Hello, I am seeking advice with regards to WASI usability and the wasmtime linker interface (C API).
I am left with no choice but to use the C linker interface in order to use WASI (even though I would very, very, much rather avoid it), but it is very unclear to me how it should be used (the other choice which we are considering is to drop support for Wasmtime entirely and go with other runtimes that commit to supporting WASI with the wasm-c-api). I am aware of https://github.com/bytecodealliance/wasmtime/issues/2974.
In this project (Nginx Wasm embedding), with other runtimes (with which it is possible to use the wasm-c-api only, even with WASI), each created instance is tied to a connection in Nginx. Each instance gets a number of env
(host) function imports, all created via wasm_func_new_with_env(store, type, cb, ctx)
, where ctx
is a pointer to said connection which can thus be retrieved from within the host function.
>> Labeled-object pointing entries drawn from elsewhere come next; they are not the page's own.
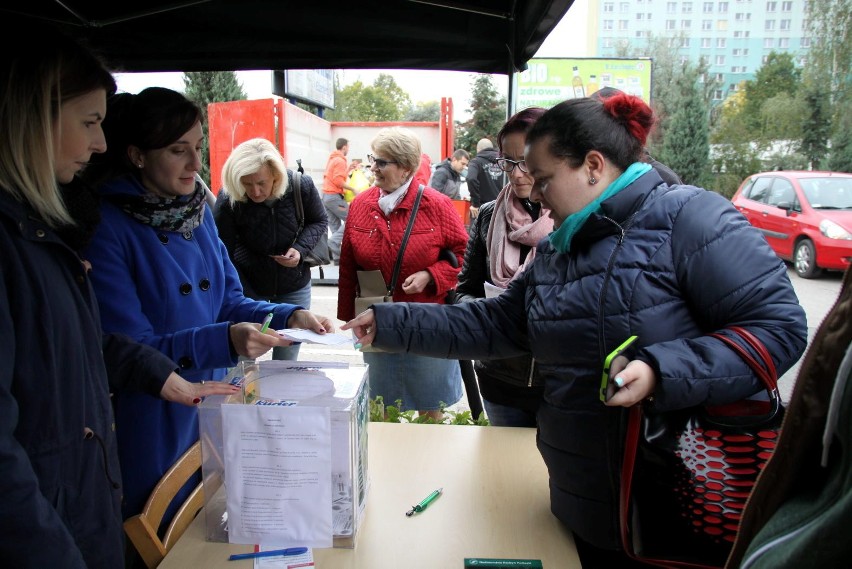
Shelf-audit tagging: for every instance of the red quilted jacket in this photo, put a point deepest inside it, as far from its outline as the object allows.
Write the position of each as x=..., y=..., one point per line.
x=371, y=241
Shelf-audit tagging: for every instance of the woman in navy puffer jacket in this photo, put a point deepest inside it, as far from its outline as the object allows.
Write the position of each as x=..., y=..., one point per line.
x=630, y=255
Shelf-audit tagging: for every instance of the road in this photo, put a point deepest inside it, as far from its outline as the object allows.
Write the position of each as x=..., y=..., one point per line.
x=816, y=296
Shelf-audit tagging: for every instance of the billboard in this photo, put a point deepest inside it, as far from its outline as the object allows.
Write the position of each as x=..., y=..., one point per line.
x=548, y=81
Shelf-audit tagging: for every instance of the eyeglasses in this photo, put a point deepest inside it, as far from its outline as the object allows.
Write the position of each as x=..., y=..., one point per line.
x=378, y=162
x=507, y=165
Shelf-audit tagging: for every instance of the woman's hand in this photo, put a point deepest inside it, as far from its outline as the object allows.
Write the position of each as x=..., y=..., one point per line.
x=416, y=282
x=636, y=380
x=250, y=342
x=307, y=320
x=289, y=259
x=364, y=328
x=179, y=390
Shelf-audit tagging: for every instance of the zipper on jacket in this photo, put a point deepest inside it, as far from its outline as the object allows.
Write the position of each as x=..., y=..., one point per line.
x=89, y=434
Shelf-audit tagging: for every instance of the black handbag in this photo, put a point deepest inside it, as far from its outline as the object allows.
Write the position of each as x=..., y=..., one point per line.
x=687, y=474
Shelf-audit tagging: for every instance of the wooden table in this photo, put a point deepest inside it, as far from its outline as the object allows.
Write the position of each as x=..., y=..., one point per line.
x=495, y=504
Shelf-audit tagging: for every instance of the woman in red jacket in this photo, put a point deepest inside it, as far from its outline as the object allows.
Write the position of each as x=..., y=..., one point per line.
x=371, y=241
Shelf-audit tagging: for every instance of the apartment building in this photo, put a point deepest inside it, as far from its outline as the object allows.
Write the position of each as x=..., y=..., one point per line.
x=733, y=36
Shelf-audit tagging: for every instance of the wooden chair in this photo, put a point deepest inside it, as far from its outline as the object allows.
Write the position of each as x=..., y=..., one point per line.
x=142, y=528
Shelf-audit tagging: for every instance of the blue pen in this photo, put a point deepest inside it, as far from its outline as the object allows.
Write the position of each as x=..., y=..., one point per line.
x=270, y=553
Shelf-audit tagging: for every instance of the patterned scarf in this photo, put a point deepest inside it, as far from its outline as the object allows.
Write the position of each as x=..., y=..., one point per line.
x=181, y=213
x=512, y=226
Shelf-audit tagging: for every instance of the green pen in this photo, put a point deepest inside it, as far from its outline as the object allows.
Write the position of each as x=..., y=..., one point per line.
x=266, y=322
x=425, y=502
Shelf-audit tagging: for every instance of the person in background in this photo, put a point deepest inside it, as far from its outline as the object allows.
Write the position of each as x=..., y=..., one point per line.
x=163, y=276
x=256, y=218
x=502, y=242
x=447, y=175
x=59, y=468
x=484, y=177
x=334, y=185
x=630, y=255
x=377, y=220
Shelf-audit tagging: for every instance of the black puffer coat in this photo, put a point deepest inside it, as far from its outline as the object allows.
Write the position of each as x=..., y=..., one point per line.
x=253, y=231
x=667, y=263
x=507, y=381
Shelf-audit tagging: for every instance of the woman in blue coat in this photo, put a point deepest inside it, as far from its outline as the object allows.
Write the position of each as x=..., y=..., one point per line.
x=630, y=255
x=163, y=276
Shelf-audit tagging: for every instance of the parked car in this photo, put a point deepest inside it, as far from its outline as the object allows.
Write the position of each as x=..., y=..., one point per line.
x=806, y=217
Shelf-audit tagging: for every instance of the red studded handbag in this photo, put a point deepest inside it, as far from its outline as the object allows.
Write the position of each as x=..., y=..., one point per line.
x=687, y=474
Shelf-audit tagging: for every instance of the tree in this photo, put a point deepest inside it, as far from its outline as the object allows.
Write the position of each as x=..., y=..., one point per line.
x=424, y=111
x=777, y=75
x=686, y=147
x=205, y=87
x=840, y=159
x=488, y=114
x=384, y=100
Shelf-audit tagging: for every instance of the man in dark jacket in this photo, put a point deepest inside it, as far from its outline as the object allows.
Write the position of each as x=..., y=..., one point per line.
x=484, y=178
x=447, y=176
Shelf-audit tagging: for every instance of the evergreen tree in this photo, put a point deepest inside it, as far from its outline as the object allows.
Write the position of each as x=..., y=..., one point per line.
x=840, y=159
x=686, y=147
x=488, y=114
x=205, y=87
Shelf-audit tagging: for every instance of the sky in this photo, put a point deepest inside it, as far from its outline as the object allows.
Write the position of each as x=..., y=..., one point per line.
x=568, y=39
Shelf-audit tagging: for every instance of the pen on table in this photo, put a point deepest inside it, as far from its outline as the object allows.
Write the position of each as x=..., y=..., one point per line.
x=425, y=502
x=269, y=553
x=266, y=322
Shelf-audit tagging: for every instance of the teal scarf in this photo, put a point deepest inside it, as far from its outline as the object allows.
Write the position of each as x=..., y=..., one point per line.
x=561, y=238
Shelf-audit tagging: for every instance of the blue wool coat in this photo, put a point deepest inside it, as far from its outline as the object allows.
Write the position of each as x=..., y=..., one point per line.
x=179, y=293
x=667, y=263
x=59, y=468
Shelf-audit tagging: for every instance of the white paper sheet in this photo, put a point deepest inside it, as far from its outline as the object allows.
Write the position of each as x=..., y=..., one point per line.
x=311, y=337
x=278, y=475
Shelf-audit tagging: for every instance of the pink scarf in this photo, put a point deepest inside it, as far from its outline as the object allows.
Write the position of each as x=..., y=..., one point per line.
x=512, y=226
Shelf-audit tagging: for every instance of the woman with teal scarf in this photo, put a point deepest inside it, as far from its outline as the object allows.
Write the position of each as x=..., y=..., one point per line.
x=630, y=255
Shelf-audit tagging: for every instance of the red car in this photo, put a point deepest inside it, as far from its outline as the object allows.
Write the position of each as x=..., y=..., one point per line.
x=806, y=217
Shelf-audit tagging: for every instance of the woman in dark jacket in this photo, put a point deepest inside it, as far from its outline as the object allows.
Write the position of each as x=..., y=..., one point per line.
x=502, y=241
x=630, y=255
x=257, y=222
x=59, y=472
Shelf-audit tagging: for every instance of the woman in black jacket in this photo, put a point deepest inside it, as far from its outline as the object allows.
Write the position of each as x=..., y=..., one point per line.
x=257, y=222
x=502, y=242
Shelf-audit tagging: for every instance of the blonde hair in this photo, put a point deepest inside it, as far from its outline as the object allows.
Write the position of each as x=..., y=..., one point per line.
x=399, y=144
x=35, y=83
x=247, y=159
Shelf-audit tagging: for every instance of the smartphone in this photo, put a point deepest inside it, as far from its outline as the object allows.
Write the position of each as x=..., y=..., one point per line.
x=608, y=387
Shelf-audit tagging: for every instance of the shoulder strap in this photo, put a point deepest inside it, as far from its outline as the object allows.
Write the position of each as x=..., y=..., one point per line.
x=297, y=197
x=398, y=266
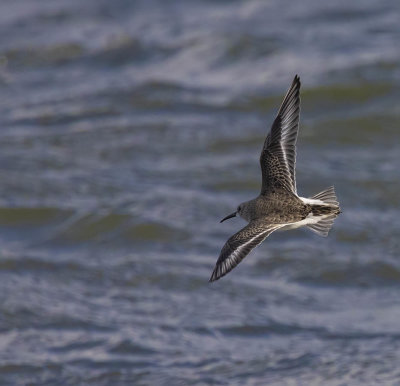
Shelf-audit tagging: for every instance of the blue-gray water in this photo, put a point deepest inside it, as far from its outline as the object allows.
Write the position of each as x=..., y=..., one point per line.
x=129, y=129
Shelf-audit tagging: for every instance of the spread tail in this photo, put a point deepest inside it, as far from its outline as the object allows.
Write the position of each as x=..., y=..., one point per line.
x=326, y=207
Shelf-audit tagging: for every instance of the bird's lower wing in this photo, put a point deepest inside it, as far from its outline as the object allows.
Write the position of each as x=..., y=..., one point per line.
x=240, y=244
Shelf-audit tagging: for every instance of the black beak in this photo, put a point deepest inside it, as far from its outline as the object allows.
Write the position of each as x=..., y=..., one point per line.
x=229, y=216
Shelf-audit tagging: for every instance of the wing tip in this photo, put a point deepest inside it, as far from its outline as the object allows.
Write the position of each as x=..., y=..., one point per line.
x=216, y=275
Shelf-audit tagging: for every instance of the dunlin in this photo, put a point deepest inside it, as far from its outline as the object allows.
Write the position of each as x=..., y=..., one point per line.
x=278, y=206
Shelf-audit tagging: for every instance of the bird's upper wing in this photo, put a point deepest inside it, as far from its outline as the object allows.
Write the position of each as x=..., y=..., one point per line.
x=278, y=157
x=240, y=244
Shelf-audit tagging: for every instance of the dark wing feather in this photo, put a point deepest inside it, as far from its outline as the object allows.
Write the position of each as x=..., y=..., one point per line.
x=239, y=246
x=278, y=157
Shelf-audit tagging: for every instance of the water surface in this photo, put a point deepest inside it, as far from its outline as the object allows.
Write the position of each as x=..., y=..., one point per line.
x=129, y=129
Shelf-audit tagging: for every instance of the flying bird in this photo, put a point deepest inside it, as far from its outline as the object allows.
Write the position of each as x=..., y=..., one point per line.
x=278, y=206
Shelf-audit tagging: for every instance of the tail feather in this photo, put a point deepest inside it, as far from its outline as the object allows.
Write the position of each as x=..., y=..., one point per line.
x=327, y=196
x=329, y=205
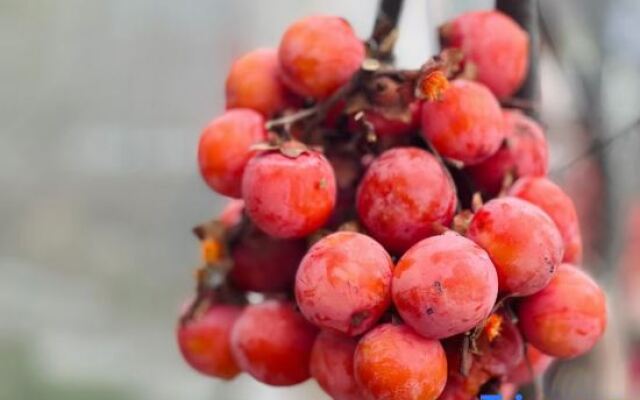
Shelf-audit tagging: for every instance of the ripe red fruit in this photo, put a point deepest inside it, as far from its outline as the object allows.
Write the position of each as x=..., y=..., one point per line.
x=444, y=285
x=232, y=213
x=225, y=149
x=495, y=44
x=539, y=362
x=344, y=283
x=524, y=153
x=392, y=362
x=404, y=196
x=566, y=318
x=332, y=365
x=522, y=241
x=272, y=342
x=254, y=82
x=287, y=196
x=559, y=206
x=465, y=124
x=205, y=341
x=318, y=54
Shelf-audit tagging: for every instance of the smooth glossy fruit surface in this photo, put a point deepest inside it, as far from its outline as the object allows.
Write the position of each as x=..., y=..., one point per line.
x=444, y=285
x=566, y=318
x=524, y=153
x=225, y=149
x=465, y=124
x=344, y=283
x=272, y=342
x=254, y=82
x=332, y=365
x=538, y=361
x=404, y=197
x=318, y=54
x=289, y=197
x=205, y=341
x=522, y=241
x=559, y=206
x=495, y=44
x=392, y=362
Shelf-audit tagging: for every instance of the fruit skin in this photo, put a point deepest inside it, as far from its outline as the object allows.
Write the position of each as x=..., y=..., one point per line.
x=496, y=45
x=465, y=124
x=524, y=153
x=444, y=285
x=272, y=342
x=289, y=197
x=231, y=213
x=522, y=241
x=254, y=82
x=204, y=341
x=392, y=362
x=344, y=283
x=225, y=149
x=521, y=374
x=566, y=318
x=559, y=206
x=318, y=54
x=332, y=365
x=403, y=197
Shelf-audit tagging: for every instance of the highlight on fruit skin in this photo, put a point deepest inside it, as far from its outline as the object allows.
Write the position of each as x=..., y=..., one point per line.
x=465, y=124
x=533, y=365
x=344, y=283
x=495, y=44
x=319, y=54
x=558, y=205
x=444, y=285
x=225, y=148
x=272, y=342
x=205, y=341
x=403, y=195
x=332, y=365
x=289, y=197
x=254, y=82
x=523, y=153
x=566, y=318
x=522, y=241
x=392, y=362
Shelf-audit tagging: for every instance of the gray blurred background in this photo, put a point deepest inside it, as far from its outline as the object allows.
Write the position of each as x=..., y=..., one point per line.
x=101, y=104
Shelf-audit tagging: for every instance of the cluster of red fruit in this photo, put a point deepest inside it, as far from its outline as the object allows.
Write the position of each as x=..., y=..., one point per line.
x=382, y=276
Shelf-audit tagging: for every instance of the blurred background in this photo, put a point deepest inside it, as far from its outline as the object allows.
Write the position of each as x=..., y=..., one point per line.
x=102, y=103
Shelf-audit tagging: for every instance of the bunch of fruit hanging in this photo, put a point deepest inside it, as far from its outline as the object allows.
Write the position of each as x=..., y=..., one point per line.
x=392, y=233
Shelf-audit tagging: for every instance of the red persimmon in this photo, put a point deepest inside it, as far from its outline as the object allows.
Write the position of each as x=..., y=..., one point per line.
x=344, y=283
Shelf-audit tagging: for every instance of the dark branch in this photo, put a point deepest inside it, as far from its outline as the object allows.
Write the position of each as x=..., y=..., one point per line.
x=384, y=33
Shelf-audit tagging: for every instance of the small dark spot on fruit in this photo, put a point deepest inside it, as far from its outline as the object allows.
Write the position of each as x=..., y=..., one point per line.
x=358, y=318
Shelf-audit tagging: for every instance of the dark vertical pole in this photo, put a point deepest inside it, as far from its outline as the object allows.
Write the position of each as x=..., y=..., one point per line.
x=525, y=13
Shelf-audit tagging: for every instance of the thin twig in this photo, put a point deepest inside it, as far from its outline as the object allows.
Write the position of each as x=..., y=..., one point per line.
x=598, y=145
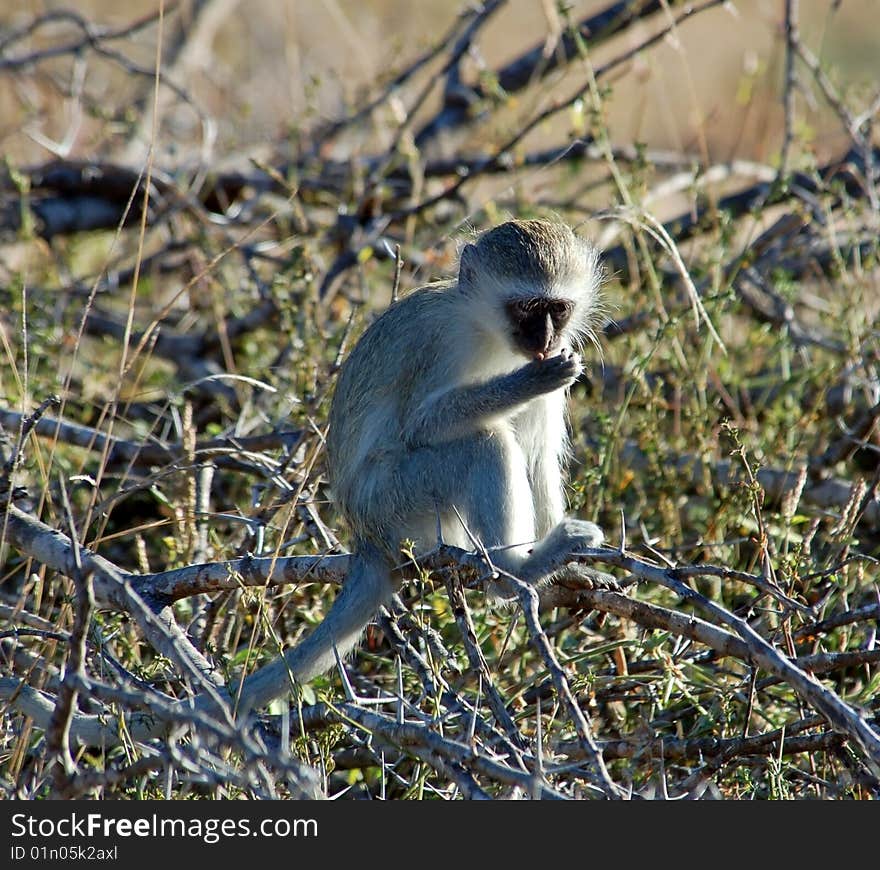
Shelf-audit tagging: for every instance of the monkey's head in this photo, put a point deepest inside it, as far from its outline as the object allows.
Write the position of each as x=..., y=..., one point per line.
x=535, y=285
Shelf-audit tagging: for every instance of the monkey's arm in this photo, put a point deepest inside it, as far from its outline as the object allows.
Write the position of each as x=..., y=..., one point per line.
x=454, y=413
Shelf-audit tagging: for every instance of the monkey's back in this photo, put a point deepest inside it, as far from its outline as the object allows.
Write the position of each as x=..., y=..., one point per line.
x=408, y=348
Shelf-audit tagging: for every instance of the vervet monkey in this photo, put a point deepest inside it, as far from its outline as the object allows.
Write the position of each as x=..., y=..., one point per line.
x=449, y=414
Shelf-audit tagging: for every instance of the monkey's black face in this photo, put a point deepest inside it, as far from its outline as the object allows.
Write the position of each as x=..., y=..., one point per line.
x=537, y=324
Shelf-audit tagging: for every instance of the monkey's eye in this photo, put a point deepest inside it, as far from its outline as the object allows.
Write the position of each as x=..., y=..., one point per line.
x=560, y=311
x=519, y=309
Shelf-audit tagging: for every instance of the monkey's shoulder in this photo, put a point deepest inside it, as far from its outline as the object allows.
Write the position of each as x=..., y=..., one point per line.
x=412, y=326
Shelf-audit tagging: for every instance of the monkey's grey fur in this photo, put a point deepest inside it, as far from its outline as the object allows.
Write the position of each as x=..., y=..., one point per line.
x=452, y=407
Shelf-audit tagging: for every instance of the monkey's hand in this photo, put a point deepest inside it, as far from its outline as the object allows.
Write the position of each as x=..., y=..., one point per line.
x=556, y=373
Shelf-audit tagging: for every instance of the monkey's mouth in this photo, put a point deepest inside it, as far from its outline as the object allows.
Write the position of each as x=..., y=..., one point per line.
x=541, y=351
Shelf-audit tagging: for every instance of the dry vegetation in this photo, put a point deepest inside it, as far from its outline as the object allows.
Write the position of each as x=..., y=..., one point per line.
x=183, y=265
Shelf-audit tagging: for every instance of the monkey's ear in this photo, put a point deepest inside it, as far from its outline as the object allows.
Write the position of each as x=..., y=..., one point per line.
x=467, y=270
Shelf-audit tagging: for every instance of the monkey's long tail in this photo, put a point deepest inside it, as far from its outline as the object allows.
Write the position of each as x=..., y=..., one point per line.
x=368, y=586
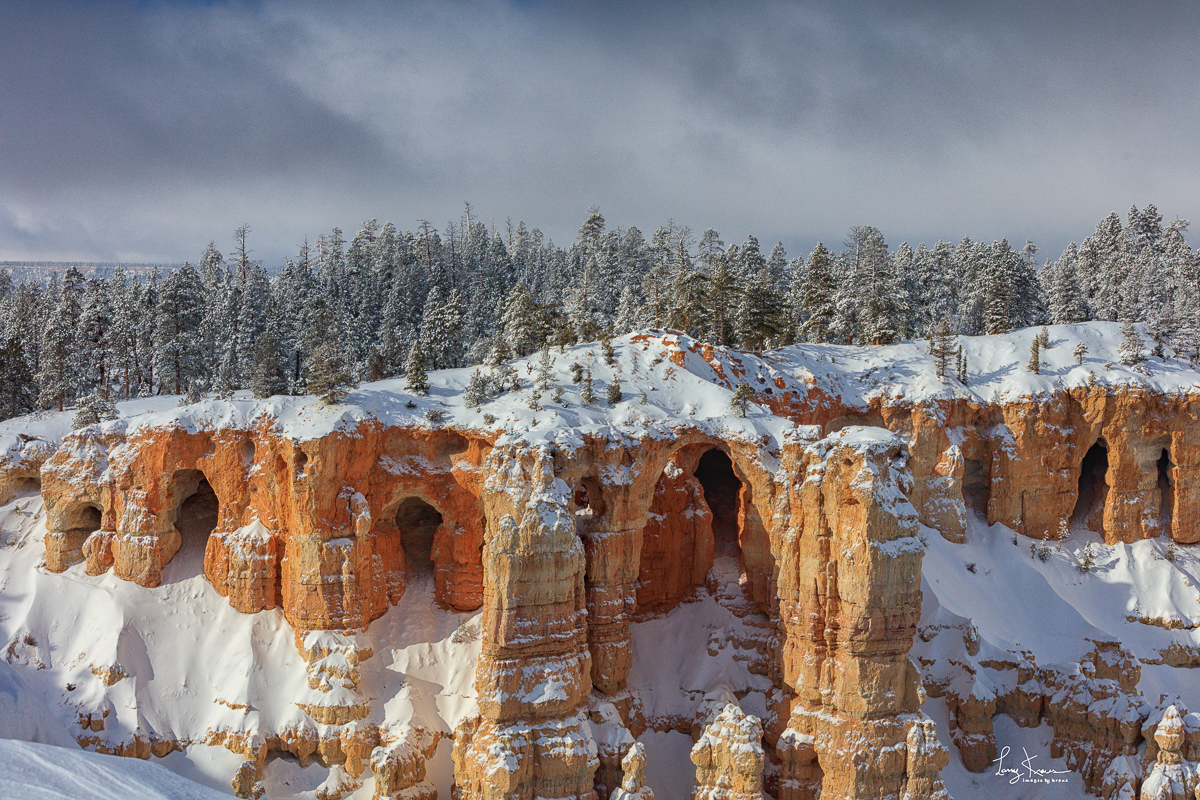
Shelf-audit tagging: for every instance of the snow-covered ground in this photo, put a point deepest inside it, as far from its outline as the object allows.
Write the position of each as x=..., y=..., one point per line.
x=196, y=665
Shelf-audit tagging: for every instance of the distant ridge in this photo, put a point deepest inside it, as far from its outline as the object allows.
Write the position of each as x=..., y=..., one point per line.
x=41, y=271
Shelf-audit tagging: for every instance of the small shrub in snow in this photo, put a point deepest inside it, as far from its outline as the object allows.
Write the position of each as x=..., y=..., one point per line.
x=741, y=400
x=477, y=390
x=588, y=395
x=610, y=356
x=613, y=392
x=1087, y=560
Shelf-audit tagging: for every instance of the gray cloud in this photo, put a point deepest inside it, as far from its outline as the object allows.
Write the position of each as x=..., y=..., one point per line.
x=141, y=131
Now with the _Wasmtime_ C API _and_ the requirement to enable WASI, I don't really see a way to achieve an equivalent to this except if each instance gets a different linker, and each imported host function is defined with wasmtime_linker_define_func
where data
is the aforementioned ctx
. Is this acceptable/by design? I am under the impression that wasmtime_context_set_data
was designed for this purpose, unfortunately I don't see an equivalent in the wasm-c-api for other runtimes to store some context alongside a wasm_store_t
, which still leaves us in an incompatible state with regards to compatibility with other runtimes - unless I am missing something?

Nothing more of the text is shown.